Alan Bean was not the first astronaut to step on the moon but it has been noted that he was the first man to eat spaghetti there! Besides that dubious distinction among the select group of 11 men who have walked on the moon, he is one of a few who are also artists.
Bean’s training was in watercolor and Monet is his favorite painter. When someone suggested that he paint what he had seen on the moon, he questioned how this was possible since the light and color on the moon were rather stark by comparison with impressionistic works. The answer is that an artist you have to figure out how to do things.
Many artists have rendered the moon from 238,000 miles away in poetic terms, and some have transformed the exploration photographs into painted historical scenes. The freshness of Bean’s work distinguishes itself by being recorded from memory by someone trained in scientific observation.
The results are a series of paintings which capture the events of space exploration in a way that photography can not, as remembered and recreated by a man who saw it up close and first hand.
Fun is where you find it and one section is devoted to the fun and the fantasy of the Apollo missions. What Peter Conrad said when he stepped on the moon was “Whoopee!” --and a scenes of astronauts playing golf and tossing aluminum foil exude their joy of really being in a place that is beyond imagination.
The exhibit includes Bean’s space suit, a moon buggy and tools that were used in the mission. Bean not only left his foot print on the moon but took back some of the dust on his space suit--dust which he incorporates in his paints. He also used some of these objects to give texture to the grayness of the moon surface.
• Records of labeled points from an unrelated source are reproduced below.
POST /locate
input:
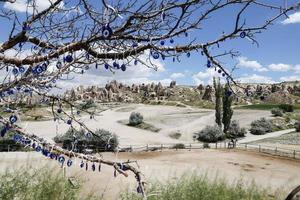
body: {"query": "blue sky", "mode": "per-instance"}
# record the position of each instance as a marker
(275, 60)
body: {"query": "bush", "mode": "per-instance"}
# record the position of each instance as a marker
(210, 134)
(178, 146)
(277, 112)
(103, 140)
(286, 107)
(261, 126)
(235, 130)
(297, 126)
(135, 118)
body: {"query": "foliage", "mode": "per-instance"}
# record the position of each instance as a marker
(102, 140)
(261, 126)
(235, 130)
(277, 112)
(210, 134)
(218, 102)
(178, 146)
(42, 183)
(227, 110)
(135, 118)
(286, 107)
(195, 187)
(297, 126)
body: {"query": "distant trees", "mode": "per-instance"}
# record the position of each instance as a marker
(218, 102)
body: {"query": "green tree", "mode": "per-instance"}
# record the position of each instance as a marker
(218, 102)
(227, 110)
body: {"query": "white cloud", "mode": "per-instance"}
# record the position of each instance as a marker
(253, 64)
(23, 5)
(292, 19)
(290, 78)
(177, 75)
(280, 67)
(256, 79)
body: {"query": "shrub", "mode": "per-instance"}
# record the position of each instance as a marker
(286, 107)
(135, 118)
(277, 112)
(297, 126)
(235, 130)
(261, 126)
(102, 140)
(210, 134)
(178, 146)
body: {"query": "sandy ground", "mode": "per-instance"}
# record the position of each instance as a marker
(264, 170)
(169, 119)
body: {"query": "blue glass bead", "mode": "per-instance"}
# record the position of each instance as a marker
(123, 67)
(243, 34)
(208, 64)
(13, 119)
(106, 31)
(58, 65)
(155, 55)
(69, 122)
(15, 71)
(69, 163)
(38, 148)
(69, 58)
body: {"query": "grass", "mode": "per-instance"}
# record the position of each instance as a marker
(42, 183)
(146, 126)
(195, 187)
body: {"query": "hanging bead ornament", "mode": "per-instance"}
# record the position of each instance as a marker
(21, 69)
(68, 58)
(243, 34)
(155, 55)
(58, 65)
(13, 119)
(208, 64)
(15, 71)
(123, 67)
(106, 31)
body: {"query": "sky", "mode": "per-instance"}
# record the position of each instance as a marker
(276, 59)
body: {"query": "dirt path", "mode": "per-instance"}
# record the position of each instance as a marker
(266, 171)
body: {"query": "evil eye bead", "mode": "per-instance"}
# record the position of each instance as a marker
(3, 131)
(38, 149)
(15, 71)
(243, 34)
(155, 55)
(22, 69)
(69, 122)
(69, 58)
(208, 64)
(123, 67)
(81, 164)
(58, 65)
(61, 159)
(106, 31)
(13, 119)
(69, 163)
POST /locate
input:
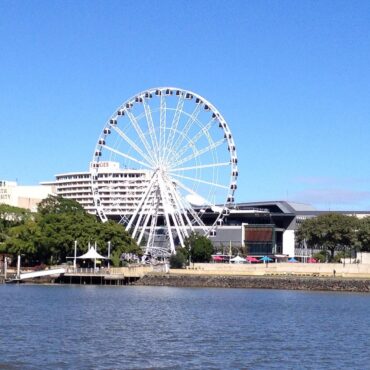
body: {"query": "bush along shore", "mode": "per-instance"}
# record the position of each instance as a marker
(257, 282)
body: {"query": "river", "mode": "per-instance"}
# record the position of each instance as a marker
(95, 327)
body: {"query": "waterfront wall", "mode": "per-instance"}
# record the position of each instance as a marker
(256, 282)
(300, 269)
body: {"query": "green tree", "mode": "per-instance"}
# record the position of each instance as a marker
(199, 247)
(50, 236)
(363, 234)
(12, 216)
(331, 232)
(178, 260)
(24, 239)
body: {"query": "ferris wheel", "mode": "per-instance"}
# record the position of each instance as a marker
(165, 165)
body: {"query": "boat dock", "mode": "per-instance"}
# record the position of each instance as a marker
(83, 276)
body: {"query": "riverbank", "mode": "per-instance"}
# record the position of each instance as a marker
(257, 282)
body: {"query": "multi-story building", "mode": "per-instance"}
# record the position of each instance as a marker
(120, 190)
(23, 196)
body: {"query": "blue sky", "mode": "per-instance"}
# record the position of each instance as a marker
(292, 79)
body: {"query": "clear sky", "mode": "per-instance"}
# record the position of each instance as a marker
(292, 79)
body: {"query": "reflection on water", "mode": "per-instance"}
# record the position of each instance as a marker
(92, 327)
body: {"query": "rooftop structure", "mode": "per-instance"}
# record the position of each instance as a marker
(23, 196)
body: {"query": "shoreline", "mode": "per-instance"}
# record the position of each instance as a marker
(361, 285)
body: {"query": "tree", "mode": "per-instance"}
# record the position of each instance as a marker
(331, 231)
(50, 236)
(12, 216)
(363, 234)
(199, 247)
(58, 205)
(178, 260)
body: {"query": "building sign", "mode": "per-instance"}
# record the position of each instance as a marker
(4, 194)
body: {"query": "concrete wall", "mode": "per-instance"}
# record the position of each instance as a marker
(301, 269)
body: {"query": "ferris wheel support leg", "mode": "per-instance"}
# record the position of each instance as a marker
(141, 215)
(179, 207)
(166, 208)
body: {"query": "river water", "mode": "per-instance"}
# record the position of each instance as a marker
(94, 327)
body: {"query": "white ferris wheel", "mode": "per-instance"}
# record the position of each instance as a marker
(177, 168)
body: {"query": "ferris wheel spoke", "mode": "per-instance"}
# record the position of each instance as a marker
(184, 208)
(194, 139)
(126, 156)
(149, 119)
(139, 132)
(191, 191)
(143, 213)
(185, 130)
(201, 181)
(143, 228)
(211, 165)
(162, 123)
(133, 145)
(142, 200)
(179, 213)
(173, 128)
(198, 153)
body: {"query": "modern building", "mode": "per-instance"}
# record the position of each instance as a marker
(23, 196)
(120, 190)
(263, 228)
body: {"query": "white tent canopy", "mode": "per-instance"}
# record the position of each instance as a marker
(92, 254)
(237, 259)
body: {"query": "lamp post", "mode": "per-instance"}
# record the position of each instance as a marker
(109, 254)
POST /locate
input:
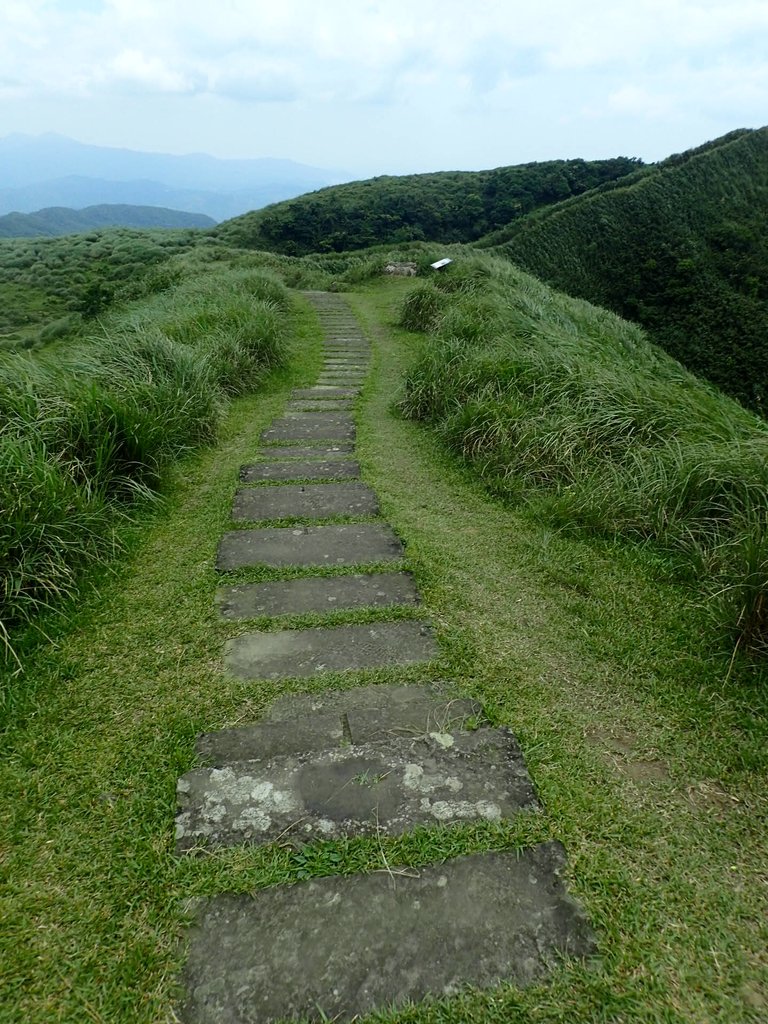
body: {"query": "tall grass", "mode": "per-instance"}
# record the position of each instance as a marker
(86, 434)
(568, 409)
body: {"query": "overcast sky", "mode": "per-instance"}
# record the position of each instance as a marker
(386, 87)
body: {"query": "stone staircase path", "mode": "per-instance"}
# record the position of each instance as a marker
(370, 760)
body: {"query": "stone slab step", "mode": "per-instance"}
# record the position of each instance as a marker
(292, 653)
(325, 391)
(298, 501)
(320, 732)
(311, 426)
(316, 594)
(320, 406)
(375, 696)
(314, 469)
(342, 450)
(352, 544)
(338, 948)
(385, 787)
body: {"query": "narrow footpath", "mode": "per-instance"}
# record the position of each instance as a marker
(376, 760)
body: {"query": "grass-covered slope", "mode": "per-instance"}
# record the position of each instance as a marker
(87, 430)
(449, 206)
(681, 249)
(570, 410)
(58, 220)
(48, 285)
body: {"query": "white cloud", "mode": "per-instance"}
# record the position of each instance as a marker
(455, 69)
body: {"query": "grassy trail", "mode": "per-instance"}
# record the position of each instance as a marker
(648, 763)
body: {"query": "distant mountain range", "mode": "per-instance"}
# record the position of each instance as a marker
(57, 220)
(50, 170)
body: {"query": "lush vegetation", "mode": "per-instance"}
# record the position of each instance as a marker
(62, 220)
(681, 249)
(48, 286)
(86, 431)
(569, 410)
(450, 206)
(648, 761)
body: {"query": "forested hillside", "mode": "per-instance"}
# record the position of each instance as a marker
(450, 206)
(681, 249)
(57, 220)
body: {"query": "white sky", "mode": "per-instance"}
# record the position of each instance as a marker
(386, 87)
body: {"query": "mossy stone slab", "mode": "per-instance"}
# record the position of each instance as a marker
(311, 426)
(325, 391)
(382, 787)
(316, 594)
(338, 948)
(320, 732)
(290, 653)
(352, 544)
(312, 469)
(304, 501)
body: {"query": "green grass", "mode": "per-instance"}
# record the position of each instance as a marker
(649, 762)
(87, 432)
(565, 408)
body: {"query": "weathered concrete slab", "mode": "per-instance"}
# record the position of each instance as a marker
(320, 406)
(289, 653)
(321, 732)
(337, 948)
(318, 594)
(376, 696)
(311, 426)
(385, 787)
(340, 451)
(325, 391)
(304, 501)
(353, 544)
(312, 469)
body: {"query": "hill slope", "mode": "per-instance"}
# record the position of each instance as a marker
(58, 220)
(448, 206)
(681, 249)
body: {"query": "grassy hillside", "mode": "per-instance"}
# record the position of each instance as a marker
(48, 286)
(58, 220)
(86, 431)
(451, 206)
(570, 411)
(681, 249)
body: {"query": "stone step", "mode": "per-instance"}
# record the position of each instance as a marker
(320, 406)
(339, 451)
(311, 426)
(320, 732)
(338, 948)
(376, 696)
(314, 469)
(316, 594)
(385, 787)
(325, 391)
(304, 501)
(292, 653)
(353, 544)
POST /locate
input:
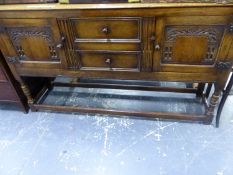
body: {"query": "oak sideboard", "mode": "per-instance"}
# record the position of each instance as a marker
(182, 42)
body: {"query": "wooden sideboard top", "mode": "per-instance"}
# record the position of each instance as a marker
(57, 6)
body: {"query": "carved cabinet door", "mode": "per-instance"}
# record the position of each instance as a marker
(31, 43)
(191, 43)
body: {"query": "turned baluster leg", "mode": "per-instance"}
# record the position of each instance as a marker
(223, 100)
(27, 93)
(213, 104)
(200, 89)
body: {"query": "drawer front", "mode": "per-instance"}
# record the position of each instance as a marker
(106, 28)
(108, 46)
(110, 61)
(7, 93)
(2, 76)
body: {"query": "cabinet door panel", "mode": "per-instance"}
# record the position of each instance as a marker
(32, 42)
(187, 44)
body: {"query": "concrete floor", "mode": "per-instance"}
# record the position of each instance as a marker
(66, 144)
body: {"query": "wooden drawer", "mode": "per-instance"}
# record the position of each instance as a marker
(108, 46)
(110, 61)
(7, 93)
(2, 76)
(106, 28)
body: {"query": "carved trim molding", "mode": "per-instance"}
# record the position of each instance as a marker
(18, 33)
(147, 32)
(212, 33)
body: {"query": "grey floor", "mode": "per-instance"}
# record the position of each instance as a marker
(70, 144)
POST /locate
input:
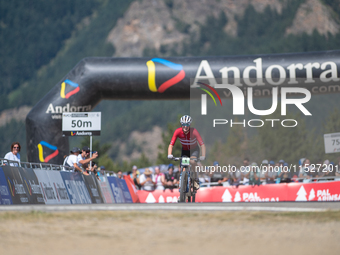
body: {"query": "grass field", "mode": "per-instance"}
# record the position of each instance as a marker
(161, 232)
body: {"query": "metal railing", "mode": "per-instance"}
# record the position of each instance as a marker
(304, 180)
(42, 166)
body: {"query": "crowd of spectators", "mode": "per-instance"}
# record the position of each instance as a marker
(267, 172)
(152, 178)
(271, 172)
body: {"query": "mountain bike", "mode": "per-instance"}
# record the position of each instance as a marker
(187, 189)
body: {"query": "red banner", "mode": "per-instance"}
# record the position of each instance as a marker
(325, 191)
(132, 188)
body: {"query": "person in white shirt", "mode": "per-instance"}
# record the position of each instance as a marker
(159, 179)
(14, 153)
(72, 161)
(147, 180)
(83, 157)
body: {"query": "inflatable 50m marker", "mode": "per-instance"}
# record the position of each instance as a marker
(94, 79)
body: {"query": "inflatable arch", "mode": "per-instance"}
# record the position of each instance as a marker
(94, 79)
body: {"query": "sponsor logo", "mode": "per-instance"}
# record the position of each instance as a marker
(167, 84)
(72, 92)
(204, 97)
(41, 151)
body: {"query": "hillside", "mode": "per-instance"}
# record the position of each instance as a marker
(146, 28)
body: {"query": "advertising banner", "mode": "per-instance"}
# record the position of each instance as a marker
(220, 86)
(16, 185)
(59, 187)
(49, 194)
(106, 190)
(5, 196)
(32, 186)
(116, 189)
(316, 191)
(76, 188)
(159, 196)
(125, 190)
(93, 189)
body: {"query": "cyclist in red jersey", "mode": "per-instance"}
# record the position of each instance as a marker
(189, 138)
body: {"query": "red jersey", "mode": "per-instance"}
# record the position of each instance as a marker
(189, 140)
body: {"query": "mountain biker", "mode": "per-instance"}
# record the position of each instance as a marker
(189, 138)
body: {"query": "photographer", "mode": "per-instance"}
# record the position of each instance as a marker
(84, 157)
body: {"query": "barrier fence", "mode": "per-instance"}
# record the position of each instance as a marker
(29, 183)
(39, 183)
(316, 191)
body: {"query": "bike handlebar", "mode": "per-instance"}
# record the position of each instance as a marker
(179, 158)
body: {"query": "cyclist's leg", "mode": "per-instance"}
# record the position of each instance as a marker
(195, 155)
(183, 153)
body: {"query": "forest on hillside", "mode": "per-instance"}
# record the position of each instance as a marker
(56, 41)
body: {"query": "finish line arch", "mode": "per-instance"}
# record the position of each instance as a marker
(95, 79)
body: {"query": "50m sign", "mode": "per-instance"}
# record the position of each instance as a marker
(81, 123)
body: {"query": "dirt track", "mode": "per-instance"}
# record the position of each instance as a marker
(170, 233)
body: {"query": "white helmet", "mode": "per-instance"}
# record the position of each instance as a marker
(186, 119)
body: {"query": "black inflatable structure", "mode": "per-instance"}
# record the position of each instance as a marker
(94, 79)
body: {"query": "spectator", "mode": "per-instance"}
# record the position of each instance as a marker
(171, 179)
(285, 174)
(120, 174)
(245, 171)
(330, 171)
(92, 167)
(159, 179)
(218, 176)
(280, 172)
(305, 171)
(147, 180)
(254, 174)
(14, 153)
(271, 173)
(235, 176)
(135, 177)
(84, 157)
(263, 170)
(72, 161)
(101, 171)
(318, 170)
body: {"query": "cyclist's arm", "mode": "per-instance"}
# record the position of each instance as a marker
(200, 141)
(170, 149)
(203, 150)
(172, 142)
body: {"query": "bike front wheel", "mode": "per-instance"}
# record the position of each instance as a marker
(183, 186)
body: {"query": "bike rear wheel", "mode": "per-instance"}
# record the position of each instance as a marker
(184, 181)
(193, 198)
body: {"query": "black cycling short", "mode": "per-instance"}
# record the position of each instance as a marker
(191, 153)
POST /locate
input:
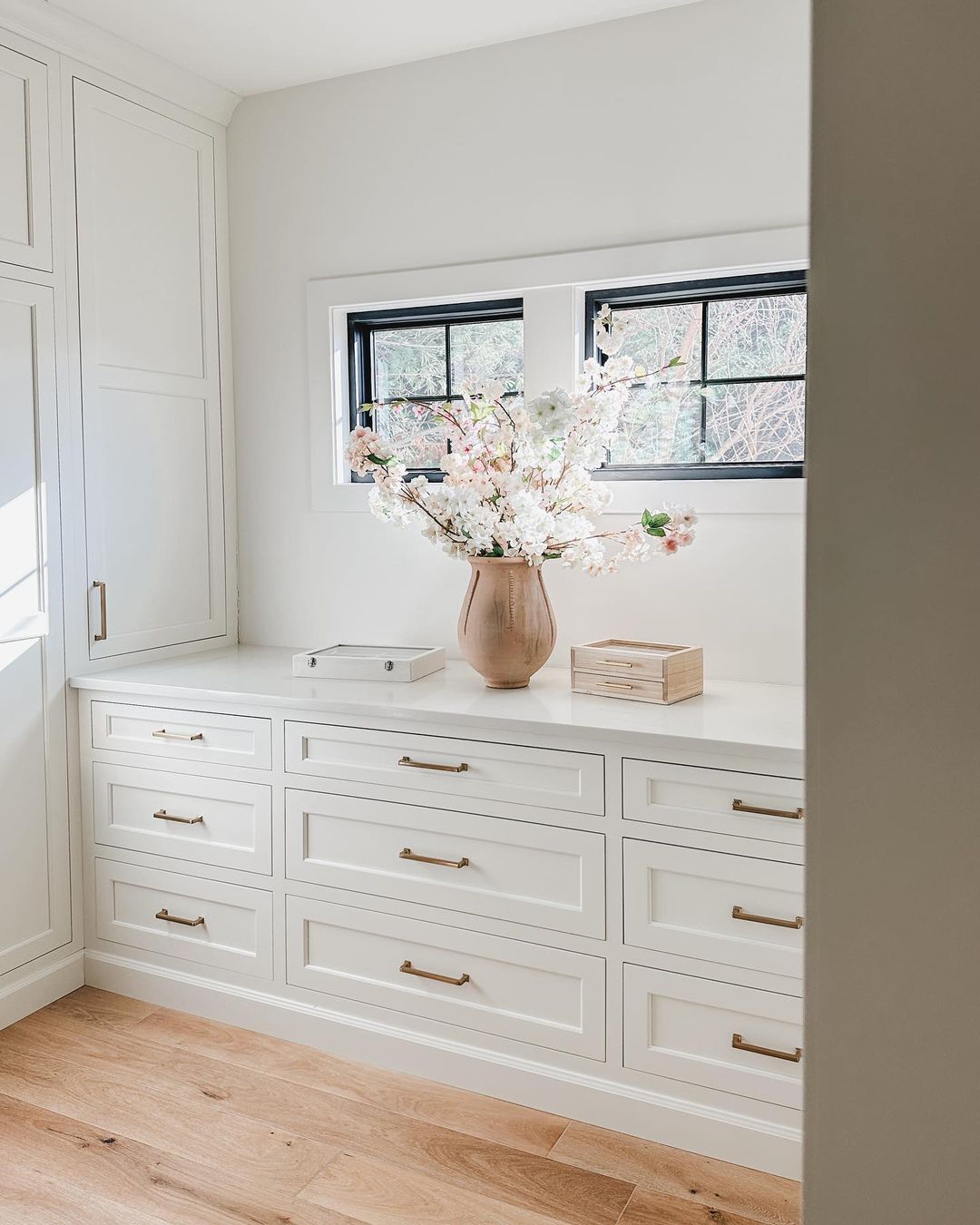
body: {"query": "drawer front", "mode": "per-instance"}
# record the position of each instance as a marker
(615, 661)
(685, 1028)
(448, 767)
(713, 800)
(529, 993)
(632, 689)
(704, 904)
(201, 819)
(185, 735)
(237, 928)
(490, 867)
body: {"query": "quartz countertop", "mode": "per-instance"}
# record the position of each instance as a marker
(730, 717)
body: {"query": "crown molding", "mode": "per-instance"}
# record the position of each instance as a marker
(70, 35)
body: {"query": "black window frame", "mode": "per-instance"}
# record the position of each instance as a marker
(361, 328)
(703, 290)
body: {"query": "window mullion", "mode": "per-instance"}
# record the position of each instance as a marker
(703, 437)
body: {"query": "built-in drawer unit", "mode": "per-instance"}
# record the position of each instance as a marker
(718, 908)
(490, 867)
(714, 800)
(448, 767)
(508, 987)
(182, 816)
(737, 1039)
(185, 735)
(224, 925)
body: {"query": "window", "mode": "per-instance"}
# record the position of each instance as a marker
(427, 353)
(735, 406)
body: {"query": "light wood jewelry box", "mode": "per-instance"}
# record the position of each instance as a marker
(642, 671)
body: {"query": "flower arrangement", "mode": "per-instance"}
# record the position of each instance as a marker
(517, 475)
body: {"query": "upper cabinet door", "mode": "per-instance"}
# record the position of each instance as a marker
(24, 177)
(151, 398)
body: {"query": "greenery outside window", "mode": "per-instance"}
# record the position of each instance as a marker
(735, 406)
(427, 354)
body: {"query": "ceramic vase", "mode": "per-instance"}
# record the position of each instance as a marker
(506, 623)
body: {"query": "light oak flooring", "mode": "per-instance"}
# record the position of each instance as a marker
(115, 1112)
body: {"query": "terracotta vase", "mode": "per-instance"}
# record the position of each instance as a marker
(506, 623)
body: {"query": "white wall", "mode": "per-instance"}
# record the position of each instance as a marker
(893, 843)
(680, 122)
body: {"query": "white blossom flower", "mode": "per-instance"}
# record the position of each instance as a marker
(553, 410)
(517, 475)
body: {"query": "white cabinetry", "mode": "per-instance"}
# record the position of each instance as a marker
(24, 174)
(34, 899)
(459, 887)
(151, 377)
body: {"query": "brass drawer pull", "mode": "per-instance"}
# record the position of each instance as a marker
(793, 814)
(408, 968)
(186, 923)
(450, 769)
(407, 853)
(103, 626)
(738, 913)
(791, 1056)
(163, 815)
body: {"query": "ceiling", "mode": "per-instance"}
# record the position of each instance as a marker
(254, 45)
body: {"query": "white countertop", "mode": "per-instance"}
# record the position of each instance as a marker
(730, 716)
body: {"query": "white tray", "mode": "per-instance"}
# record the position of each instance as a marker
(346, 662)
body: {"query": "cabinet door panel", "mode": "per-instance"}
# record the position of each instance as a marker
(146, 456)
(151, 396)
(34, 897)
(24, 184)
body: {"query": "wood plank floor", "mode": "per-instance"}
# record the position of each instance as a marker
(113, 1110)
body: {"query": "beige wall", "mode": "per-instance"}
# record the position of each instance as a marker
(893, 956)
(681, 122)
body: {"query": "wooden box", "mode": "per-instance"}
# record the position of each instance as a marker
(642, 671)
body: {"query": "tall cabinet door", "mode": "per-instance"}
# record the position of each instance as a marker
(24, 186)
(151, 398)
(34, 889)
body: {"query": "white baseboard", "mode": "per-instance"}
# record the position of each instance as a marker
(637, 1112)
(39, 987)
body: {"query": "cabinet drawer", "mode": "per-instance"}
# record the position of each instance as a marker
(448, 767)
(188, 735)
(202, 819)
(683, 1028)
(490, 867)
(529, 993)
(235, 933)
(682, 900)
(714, 800)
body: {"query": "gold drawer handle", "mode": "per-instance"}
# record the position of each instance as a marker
(188, 923)
(793, 814)
(791, 1056)
(163, 815)
(407, 853)
(450, 769)
(408, 968)
(738, 913)
(97, 583)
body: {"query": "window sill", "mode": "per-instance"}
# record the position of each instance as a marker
(631, 497)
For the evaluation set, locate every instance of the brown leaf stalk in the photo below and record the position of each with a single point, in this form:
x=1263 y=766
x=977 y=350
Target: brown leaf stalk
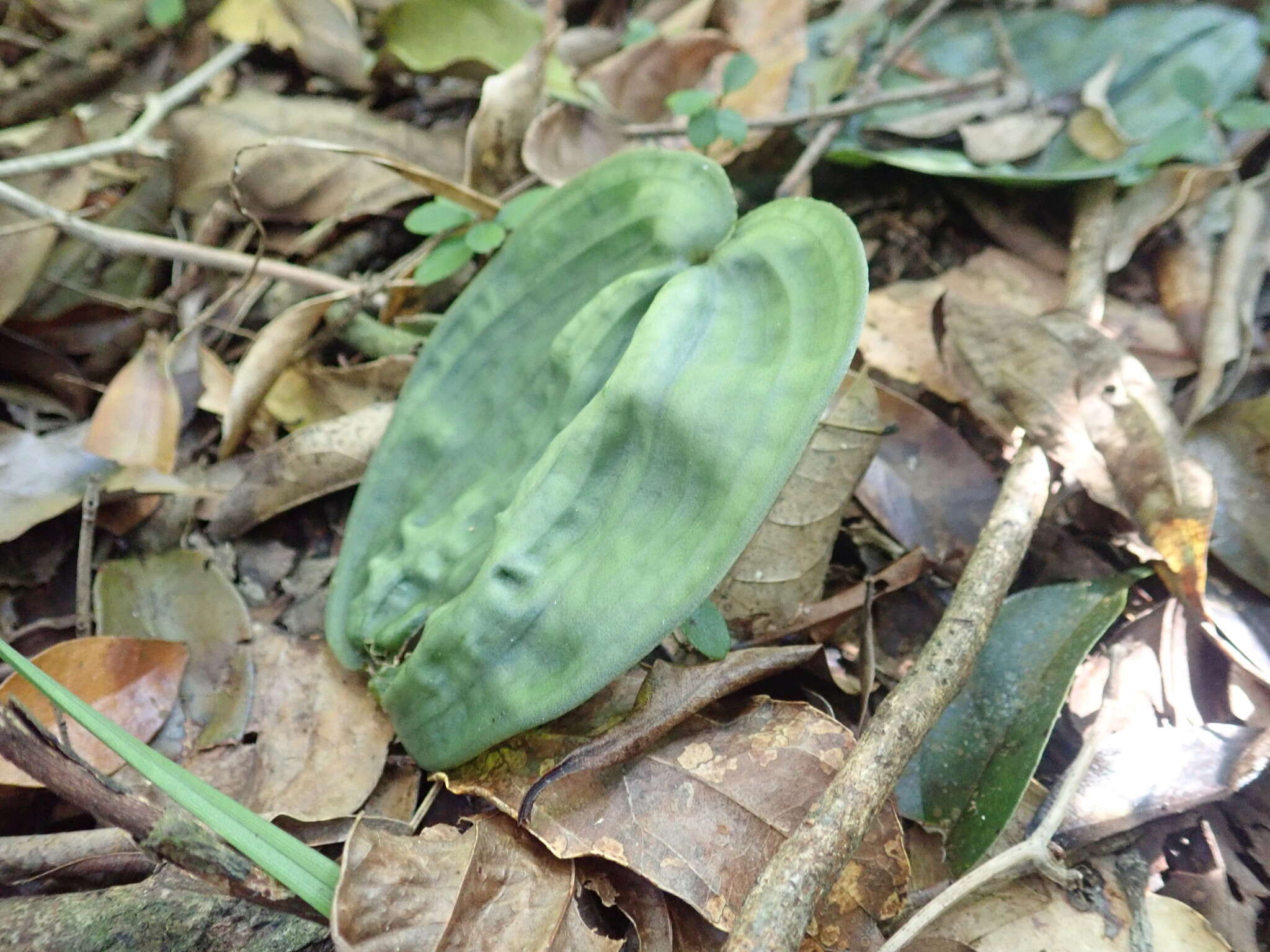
x=779 y=908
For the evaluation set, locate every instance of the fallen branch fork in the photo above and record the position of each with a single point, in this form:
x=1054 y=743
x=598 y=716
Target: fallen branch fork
x=779 y=908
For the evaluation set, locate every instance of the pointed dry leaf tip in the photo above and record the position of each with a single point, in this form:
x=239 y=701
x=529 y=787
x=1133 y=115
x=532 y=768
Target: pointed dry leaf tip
x=138 y=420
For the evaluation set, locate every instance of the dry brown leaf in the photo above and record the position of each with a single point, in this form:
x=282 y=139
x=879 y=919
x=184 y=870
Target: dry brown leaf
x=1095 y=409
x=323 y=33
x=322 y=739
x=774 y=32
x=783 y=568
x=23 y=249
x=1008 y=139
x=273 y=351
x=295 y=184
x=138 y=420
x=309 y=392
x=489 y=886
x=309 y=464
x=667 y=697
x=182 y=597
x=131 y=681
x=703 y=811
x=926 y=487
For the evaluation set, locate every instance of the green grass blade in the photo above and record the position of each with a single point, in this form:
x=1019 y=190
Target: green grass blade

Bean is possibly going to be the first man whose work might one day be in an art gallery on the moon. Considering man’s perpetual efforts to explore and colonize new territories, it is not impossible to imagine that a thousand years from now these lunar landscapes will be viewed--on the moon--in the same way as we regard cave paintings of prehistory. For now, one can see 50 of his original works in the NASM’s Gallery
Pulblic Observator
For the International Year of Astronomy, 400 years after Galileo’s discoveries, NASM has opened a new public observatory which contains a 16-inch, 3,000-pound Boller and Chivens telescope, previously used for research at Harvard’s Oak Ridge Observatory. Visitors will be able to view the sun (with a special filter), the moon and the brighter stars and planets, such as Venus, Jupiter and Saturn, during daylight hours.
Stage one of new gallery
“Moving Beyond Earth” gallery gives visitors a chance to experience space through computer kiosks, advanced interactive displays and state-of-the-art projection and audio technology. In short, it’s like being inside a computer to play games to experience space.
Also on display are two instruments that were brought back from the Hubble Space Telescope on the latest servicing mission: the Wide Field Planetary Camera 2 will be on display in Space hall and Corrective Optics Space Telescope Axial Replacement in the new “Moving Beyond Earth” gallery.
The sky --sun, moon, planets and stars--belong to everyone. What better place to explore our human legacy than at the NASM.